To fully reap the benefits of this new investment world of abundant data, machine learning will play a central role in identifying patterns and correlations, managing risk and transforming this knowledge into actions that allow buy-side firms to gain a competitive advantage. Tensor­Flow and Scikit-learn in Python are the prevailing big data analytics used in asset management today. Nearly all major industry players are now filling their quant teams with physicists and data scientists, providing them with access to the data and turning them loose, expecting them to come up with something brilliant. We do not agree with this kind of approach: quants will certainly fail if they do not use a more “conservative approach” that keeps all decisions and management in the hands of experienced finance profes­sionals.
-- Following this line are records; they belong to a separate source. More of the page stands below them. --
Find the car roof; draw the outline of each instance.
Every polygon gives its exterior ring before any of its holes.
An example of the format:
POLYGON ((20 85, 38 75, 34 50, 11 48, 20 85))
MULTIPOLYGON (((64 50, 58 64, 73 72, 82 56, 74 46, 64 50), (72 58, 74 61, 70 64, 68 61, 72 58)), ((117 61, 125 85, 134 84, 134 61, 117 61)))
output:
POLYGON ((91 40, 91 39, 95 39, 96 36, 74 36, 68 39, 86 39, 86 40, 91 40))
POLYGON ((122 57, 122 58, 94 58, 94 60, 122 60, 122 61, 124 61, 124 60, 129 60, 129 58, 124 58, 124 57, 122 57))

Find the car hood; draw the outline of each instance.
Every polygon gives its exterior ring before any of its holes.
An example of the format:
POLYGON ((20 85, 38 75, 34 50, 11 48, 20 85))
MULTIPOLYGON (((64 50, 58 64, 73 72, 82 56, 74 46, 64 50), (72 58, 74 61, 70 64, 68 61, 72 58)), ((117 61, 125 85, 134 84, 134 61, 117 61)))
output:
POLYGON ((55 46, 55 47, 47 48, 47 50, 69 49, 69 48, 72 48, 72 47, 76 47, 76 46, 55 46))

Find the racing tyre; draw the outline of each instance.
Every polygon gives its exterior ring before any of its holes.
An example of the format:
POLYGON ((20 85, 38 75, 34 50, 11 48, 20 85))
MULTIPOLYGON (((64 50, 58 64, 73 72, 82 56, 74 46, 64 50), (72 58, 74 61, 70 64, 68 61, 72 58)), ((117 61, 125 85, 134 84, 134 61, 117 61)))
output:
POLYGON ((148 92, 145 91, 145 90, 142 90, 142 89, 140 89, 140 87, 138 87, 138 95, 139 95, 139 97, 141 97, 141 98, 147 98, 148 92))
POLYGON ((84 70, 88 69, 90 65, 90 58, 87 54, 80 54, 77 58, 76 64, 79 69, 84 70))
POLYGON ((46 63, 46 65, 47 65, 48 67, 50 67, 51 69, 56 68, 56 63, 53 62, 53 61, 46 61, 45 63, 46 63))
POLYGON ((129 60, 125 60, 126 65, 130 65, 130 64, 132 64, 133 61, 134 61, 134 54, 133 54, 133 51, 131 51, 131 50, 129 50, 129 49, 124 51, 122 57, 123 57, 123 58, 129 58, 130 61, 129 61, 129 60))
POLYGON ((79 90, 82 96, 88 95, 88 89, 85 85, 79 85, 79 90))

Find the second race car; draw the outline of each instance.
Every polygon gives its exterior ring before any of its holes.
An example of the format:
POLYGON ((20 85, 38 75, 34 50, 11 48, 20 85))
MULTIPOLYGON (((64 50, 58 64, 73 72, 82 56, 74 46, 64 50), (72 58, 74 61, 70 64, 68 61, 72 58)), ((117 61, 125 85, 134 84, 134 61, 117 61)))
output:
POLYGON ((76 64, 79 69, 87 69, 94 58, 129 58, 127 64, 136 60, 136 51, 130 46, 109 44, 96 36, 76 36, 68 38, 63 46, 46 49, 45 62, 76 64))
Discerning valuable informa­tion from noise requires extensive real financial experience – not maths and statistics alone.

The goal then, is not to replace finance professionals with mathema­ticians, but to evaluate an experienced investor’s hypothesis and test it with machines to realise superior, explain­able and more actionable information. Intelligently mining this data is criti­cal to avoid getting lost in machine-made interpretations. As we said last year, it is not mans versus machine, but experienced finance professional with machine.

To conclude, we believe the big data revolution will usher in a new era of investing that will ultimately ben­efit markets by lowering day-to-day volatility, producing fewer surprises and empowering investor confidence, enhancing market stability. Big data holds incredible promise to facilitate so many investment decisions. Com­panies capable of extracting value from their data will enjoy a competi­tive advantage – as long as they ensure they distinguish what is of value from what is not.